Fitzgerald set the book in two very distinct locations. The valley of ashes is where the working class lives. It’s the location of the industrial city, filled with factories and thick, black smoke. All its descriptions are grim, calling it a place “where ashes grow like wheat into ridges and hills and grotesque gardens.” The only images we get are those of darkness; “grey cars” and “powdery air.” On the other hand, a glimpse into the homes of the wealthy elite on West and East Egg will show you extravagant mansions, beautiful gardens, and clean air. This stark contrast to the valley of ashes is Fitzgerald’s way of showing the true evil of capitalist domination. Only the rich can indulge in parties and drive around in fancy cars, while the poor are stuck in factories and at gas stations performing long hours of manual labor. The only sign of hope to resist such structures of capitalism is T.J. Eckleberg, the eyes that watch over the valley of ashes.
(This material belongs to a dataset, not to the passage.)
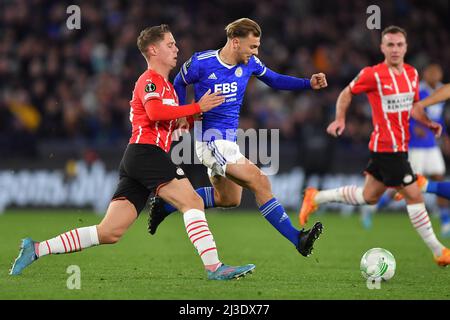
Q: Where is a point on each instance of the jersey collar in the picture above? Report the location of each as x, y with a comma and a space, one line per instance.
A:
223, 63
These God-like eyes watch over the land, showing that even though the working class may not have the same comforts that the elite enjoy, they will always have the comfort of God.
The novel also uses a sharp contrast of characterization to show the oppression of capitalism. A particularly obvious example of this is the difference between George Wilson and Tom Buchanan. Both men are in a struggle for the same woman, and the novel shows us that money always has the power to win out in the end. Myrtle, Wilson’s wife, is tired of her poverty stricken life. She tries to emerge from her class and become one of the elites through cheating. She is tempted with delusions of grandeur at the first sight of Tom’s clothing. The first thing Myrtle observes when seeing Tom is his “dress suit and patent leather shoes.” Before she knew money, she didn’t believe in her new philosophy: “You can’t live forever.” George Wilson’s characterization as one of the only honest men in the novel represents the demise of even the most moral poor. Tom Buchanan is a man of no morals; a man of little honesty who cheats on his wife. Despite being moral, Wilson’s lack of money results in his ultimate demise. Tom’s money returns him to his extravagant mansion while Wilson’s lack thereof pushes him to commit suicide.
Moods fluctuate at various points in the novel. When in the valley of ashes or around working class people, the mood always tends to be negative. Only when the rich enter the valley of ashes is color brought into the world of the working class. Myrtle’s upbeat attitude only exists because of her desire to leave George and his impoverished lifestyle. Fitzgerald changes mood like this to show us that people view money as a form of happiness. Only those who can see the true evils of hierarchical class structures can see that money may bring happiness to some, but only at the expense of many. The deaths of Gatsby and Myrtle at the end of the novel show how fake aspirations of wealth in society go wrong because of money’s ability to corrupt. Attempting to ascend the ladder of classes in a capitalist society will only result in bad things.